Bioactivity of a 29-Kilodalton Insulin-Like Growth Factor Binding Protein-3 Fragment Present in Excess in Chronic Renal Failure Serum

Abstract

Children with chronic renal failure (CRF) have normal or high serum levels of GH, IGF-I, and IGF-II. Despite this, the serum of CRF patients has low IGF bioactivity, which may contribute to CRF growth failure. Recent studies suggest that excess IGF binding proteins (IGFBPs) in the ≈35-kD fractions of CRF serum contribute to this low IGF bioactivity. This report characterizes a 29-kD form of IGFBP-3, IGFBP-3²⁹, which accumulates in the ≈35-kD fractions of CRF serum and peritoneal dialysate. Deglycosylation and[¹²⁵I]IGF ligand blot studies show that IGFBP-3²⁹ is a glycosylated IGFBP-3 fragment with low affinity for IGF peptides.
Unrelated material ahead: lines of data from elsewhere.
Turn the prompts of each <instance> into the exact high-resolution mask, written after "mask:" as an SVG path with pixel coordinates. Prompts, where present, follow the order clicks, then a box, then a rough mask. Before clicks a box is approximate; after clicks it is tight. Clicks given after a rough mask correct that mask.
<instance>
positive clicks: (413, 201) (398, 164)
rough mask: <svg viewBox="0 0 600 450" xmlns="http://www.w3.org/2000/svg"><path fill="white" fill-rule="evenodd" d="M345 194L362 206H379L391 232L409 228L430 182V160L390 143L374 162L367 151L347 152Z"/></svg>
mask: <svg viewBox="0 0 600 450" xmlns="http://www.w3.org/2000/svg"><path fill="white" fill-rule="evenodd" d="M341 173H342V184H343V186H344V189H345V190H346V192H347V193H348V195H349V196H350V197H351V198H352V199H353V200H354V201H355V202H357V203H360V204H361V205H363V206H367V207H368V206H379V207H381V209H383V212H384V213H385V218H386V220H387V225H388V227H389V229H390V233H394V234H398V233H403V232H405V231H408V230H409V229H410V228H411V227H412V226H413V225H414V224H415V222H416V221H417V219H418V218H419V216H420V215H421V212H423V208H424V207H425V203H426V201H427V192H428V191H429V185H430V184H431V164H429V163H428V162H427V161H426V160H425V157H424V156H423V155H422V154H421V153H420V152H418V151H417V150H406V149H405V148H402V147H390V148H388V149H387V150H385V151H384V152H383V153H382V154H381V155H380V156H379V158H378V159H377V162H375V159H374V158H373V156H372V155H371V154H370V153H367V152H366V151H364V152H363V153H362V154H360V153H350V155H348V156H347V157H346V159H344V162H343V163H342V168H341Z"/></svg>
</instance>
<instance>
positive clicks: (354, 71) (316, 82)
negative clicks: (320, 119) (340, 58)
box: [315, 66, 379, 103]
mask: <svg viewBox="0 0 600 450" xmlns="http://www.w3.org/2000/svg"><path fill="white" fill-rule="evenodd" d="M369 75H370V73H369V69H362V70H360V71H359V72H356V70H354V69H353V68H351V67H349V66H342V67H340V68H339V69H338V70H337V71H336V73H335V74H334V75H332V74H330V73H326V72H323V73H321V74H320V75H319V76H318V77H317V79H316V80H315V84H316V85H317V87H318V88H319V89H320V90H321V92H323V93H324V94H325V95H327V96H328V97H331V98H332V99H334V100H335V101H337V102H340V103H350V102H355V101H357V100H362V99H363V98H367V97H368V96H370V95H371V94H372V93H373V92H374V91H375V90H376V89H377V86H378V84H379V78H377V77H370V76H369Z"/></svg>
Using an IGFBP-3 antibody column, IGFBP-3²⁹ was purified to homogeneity from the≈35-kD fractions of peritoneal dialysate from children with CRF. Compared with native IGFBP-3, pure IGFBP-3²⁹ has a 4-10-fold lower affinity for IGF-II and a 200-fold lower affinity for IGF-I. Consistent with the binding data, IGFBP-3²⁹ inhibited IGF-II-stimulated thymidine incorporation in chondrosarcoma cells, but was a less potent inhibitor than native IGFBP-3; also, native IGFBP-3 clearly inhibited IGF-I-stimulated thymidine incorporation in chondrosarcoma cells and potentiated IGF-I-stimulated aminoisobutyric acid uptake in bovine fibroblasts, but higher concentrations of IGFBP-3²⁹ had no effect on these IGF-I actions. Thus, the 29-kD IGFBP-3 form that accumulates in CRF serum and extravascular spaces is an IGFBP-3 fragment that may modulate IGF-II, but not IGF-I, effects on target tissues. Whether IGFBP-3²⁹ plays any role in the growth failure of children with CRF remains to be determined.